4.4.2 Effectiveness of Ground-truth Embedding.

Notably, in Section 3.1, we select any group recommendation models to learn the ground-truth embeddings. Here we explore whether the ground-truth embeddings obtained by different models can affect the performance of ${\rm SGG}$ . To this end, we use competitive baselines to learn the ground-truth embeddings as proposed in Section 4.1.3, and report the performance of NGCF* and LightGCN* in Figure 4. Notation NGCF*-AGREE denotes ${\rm SGG}$ is equipped with the ground-truth embeddings, which are obtained by AGREE. Other notations are defined in a similar way. The results show that the performance of ${\rm SGG}$ is almost the same under different ground-truth embeddings, the reason is that traditional recommendation methods are able to learn accurate embeddings for the nodes with enough interactions.

Table 6: Recommendation performance, training time for each epoch and convergent epochs under the multi-task learning or pre-training paradigms.

Dataset	Weeplaces				CAMRa2011
Method	Recall	NDCG	Time	Epoch	Recall	NDCG	Time	Epoch
GCMC*-P	0.0428	0.0409	201.0s	28	0.1008	0.0317	56.29s	26
GCMC*	0.0513	0.0448	499.6s	12	0.1112	0.0394	112.3s	10
NGCF*-P	0.0411	0.0388	203.1s	28	0.1182	0.0318	60.2s	28
NGCF*	0.0486	0.0413	489.7s	8	0.1256	0.0342	100.8s	8
LightGCN*-P	0.0487	0.0386	189.3s	28	0.1525	0.0327	50.1s	28
LightGCN*	0.0523	0.0426	483.4s	10	0.1634	0.0353	99.3s	6

4.4.3 Multi-task Learning Vs Pre-training.

We report the recommendation performance under the two training paradigms as proposed in Section 3.3. For the pre-training paradigm, we first pre-train the SSL task on $D_{T}$ and then fine-tune ${\rm SGG}$ on $D_{N}$ with the recommendation task. We use notation ${\rm SGG}$ -P to denote this training paradigm. For the multi-task learning paradigm, we directly train the SSL task and the recommendation task on $D_{T}$ and $D_{N}$ . We report the recommendation performance, the average training time in each epoch and the average convergent epoch in Table 6. Based on the results, we find that: (1) ${\rm SGG}$ -P performs worse than ${\rm SGG}$ , but still better than other baselines (cf.
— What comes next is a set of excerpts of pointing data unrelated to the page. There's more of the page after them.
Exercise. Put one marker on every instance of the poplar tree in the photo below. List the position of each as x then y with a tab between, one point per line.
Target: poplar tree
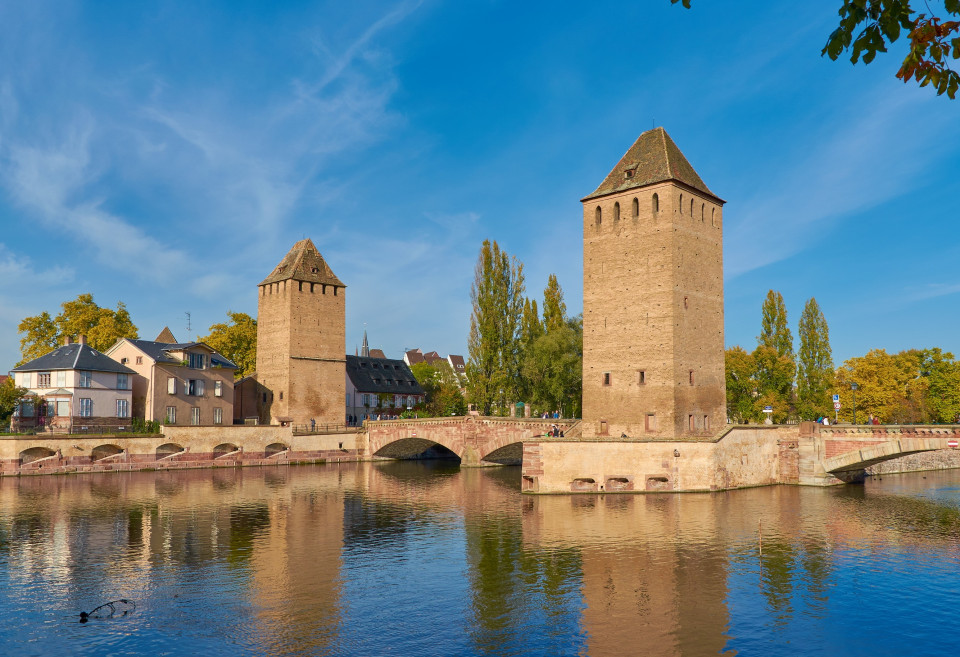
494	347
773	357
554	309
815	363
774	331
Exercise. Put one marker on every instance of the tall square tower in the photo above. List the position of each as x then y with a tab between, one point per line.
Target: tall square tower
301	340
653	355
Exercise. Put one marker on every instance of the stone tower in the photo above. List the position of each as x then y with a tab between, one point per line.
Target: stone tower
653	355
301	343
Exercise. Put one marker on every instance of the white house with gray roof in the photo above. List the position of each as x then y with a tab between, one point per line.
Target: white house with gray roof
74	388
175	383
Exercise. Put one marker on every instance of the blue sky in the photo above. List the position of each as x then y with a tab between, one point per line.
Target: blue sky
168	155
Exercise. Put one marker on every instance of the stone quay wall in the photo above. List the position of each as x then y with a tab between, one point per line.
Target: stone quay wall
175	448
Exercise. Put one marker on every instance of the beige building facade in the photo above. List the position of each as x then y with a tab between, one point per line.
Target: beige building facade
178	383
301	341
653	356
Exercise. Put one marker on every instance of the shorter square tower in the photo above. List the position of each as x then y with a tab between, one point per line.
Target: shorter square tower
301	340
653	356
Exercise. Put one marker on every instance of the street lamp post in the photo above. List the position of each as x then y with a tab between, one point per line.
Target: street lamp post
853	390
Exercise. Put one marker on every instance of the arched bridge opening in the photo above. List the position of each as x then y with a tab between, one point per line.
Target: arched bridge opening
416	449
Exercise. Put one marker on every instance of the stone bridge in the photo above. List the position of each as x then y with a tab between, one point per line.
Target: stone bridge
475	440
846	451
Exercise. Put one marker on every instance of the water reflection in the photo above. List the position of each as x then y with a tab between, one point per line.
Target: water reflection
426	558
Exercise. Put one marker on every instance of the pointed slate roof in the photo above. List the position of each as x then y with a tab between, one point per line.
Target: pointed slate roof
74	356
166	336
653	158
303	263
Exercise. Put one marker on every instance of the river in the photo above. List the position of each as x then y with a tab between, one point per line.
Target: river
417	558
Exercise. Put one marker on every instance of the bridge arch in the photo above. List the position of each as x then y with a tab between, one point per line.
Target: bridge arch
223	449
273	449
101	452
35	454
168	451
413	447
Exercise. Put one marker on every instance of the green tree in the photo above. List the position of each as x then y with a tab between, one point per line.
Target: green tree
493	367
942	373
554	309
774	330
82	316
553	367
773	359
237	340
815	364
10	396
868	26
741	386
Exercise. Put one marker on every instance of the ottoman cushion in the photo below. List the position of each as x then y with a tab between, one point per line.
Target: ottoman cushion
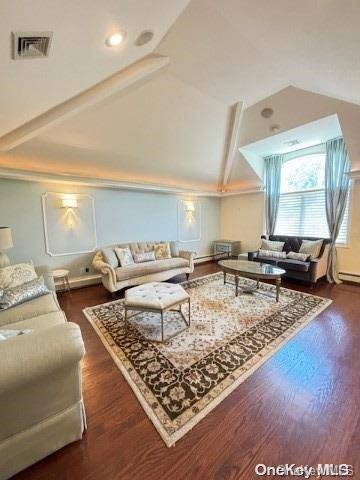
155	295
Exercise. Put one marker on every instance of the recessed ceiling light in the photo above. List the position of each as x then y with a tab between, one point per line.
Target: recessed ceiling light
115	39
145	37
292	143
275	128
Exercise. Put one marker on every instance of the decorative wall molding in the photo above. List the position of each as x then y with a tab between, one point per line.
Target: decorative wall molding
85	219
189	221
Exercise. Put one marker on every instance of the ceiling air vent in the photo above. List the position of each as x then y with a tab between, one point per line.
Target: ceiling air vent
31	44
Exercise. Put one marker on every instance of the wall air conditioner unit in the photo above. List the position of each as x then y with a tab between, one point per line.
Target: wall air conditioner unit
30	44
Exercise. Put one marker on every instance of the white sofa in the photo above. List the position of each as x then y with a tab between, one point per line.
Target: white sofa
115	277
40	384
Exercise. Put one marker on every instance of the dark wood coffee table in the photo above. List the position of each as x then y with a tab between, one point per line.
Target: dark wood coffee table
253	270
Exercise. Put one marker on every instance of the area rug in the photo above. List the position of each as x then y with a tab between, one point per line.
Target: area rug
179	382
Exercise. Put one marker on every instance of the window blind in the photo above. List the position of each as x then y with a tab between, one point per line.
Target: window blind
303	213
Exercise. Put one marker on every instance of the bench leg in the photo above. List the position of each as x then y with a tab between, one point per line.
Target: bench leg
189	312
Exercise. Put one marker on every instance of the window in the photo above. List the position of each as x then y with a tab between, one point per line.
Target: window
302	199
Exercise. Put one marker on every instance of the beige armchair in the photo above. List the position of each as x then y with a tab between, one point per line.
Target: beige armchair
115	277
40	384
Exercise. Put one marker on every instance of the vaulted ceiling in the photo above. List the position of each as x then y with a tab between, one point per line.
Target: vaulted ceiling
174	128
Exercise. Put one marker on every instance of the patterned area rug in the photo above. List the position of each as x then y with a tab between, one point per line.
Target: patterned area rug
182	380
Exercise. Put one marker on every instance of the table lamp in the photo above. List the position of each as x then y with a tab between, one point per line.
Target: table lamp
5	242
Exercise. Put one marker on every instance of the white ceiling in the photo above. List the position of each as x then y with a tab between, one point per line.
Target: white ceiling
79	57
164	130
248	49
308	135
174	128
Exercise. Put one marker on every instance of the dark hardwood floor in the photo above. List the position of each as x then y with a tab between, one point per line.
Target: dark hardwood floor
302	406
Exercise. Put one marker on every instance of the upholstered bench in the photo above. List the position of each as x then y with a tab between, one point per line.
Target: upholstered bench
159	298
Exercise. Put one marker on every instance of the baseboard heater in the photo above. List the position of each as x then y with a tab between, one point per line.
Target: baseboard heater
350	277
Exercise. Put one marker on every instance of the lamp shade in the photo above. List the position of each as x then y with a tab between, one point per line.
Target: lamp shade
5	238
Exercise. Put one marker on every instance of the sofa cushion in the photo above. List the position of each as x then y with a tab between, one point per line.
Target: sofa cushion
110	257
296	265
272	254
272	245
38	306
42	321
141	269
269	260
124	255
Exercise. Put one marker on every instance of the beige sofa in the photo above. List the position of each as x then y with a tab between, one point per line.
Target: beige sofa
40	384
115	277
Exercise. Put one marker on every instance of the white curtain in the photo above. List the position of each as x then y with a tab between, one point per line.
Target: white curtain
336	191
272	165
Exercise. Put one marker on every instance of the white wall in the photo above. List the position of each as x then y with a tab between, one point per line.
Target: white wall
121	215
242	218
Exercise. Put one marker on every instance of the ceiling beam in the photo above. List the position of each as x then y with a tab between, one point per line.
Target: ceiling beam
121	80
233	143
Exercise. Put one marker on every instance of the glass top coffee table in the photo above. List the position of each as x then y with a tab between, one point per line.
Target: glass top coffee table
253	270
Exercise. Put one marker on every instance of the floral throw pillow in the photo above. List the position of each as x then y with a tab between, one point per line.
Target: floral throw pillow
311	247
162	251
271	253
23	293
125	256
303	257
15	275
272	245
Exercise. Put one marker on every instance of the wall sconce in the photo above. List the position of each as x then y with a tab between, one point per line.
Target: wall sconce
189	207
69	203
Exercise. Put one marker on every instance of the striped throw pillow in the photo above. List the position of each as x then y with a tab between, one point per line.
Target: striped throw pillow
271	253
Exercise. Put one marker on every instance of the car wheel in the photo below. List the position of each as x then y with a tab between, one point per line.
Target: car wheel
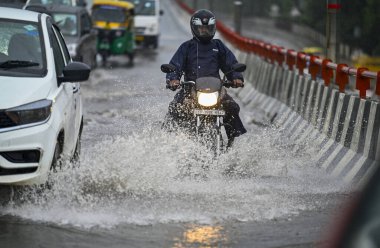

Table 3). This shows the SSL task can benefit the recommendation performance. However, jointly training the SSL task and the recommendation task is better than the pre-training & fine-tuning paradigm, since the two tasks can enhance with each other, this finding is the same with previous findings [45]. (2) Compared with ${\rm SGG}$ -P, ${\rm SGG}$ has faster convergence speed. Although ${\rm SGG}$ -P has smaller training time per epoch, it still has larger total training time than ${\rm SGG}$ . This verifies the multi-task learning paradigm can speed up the model convergence.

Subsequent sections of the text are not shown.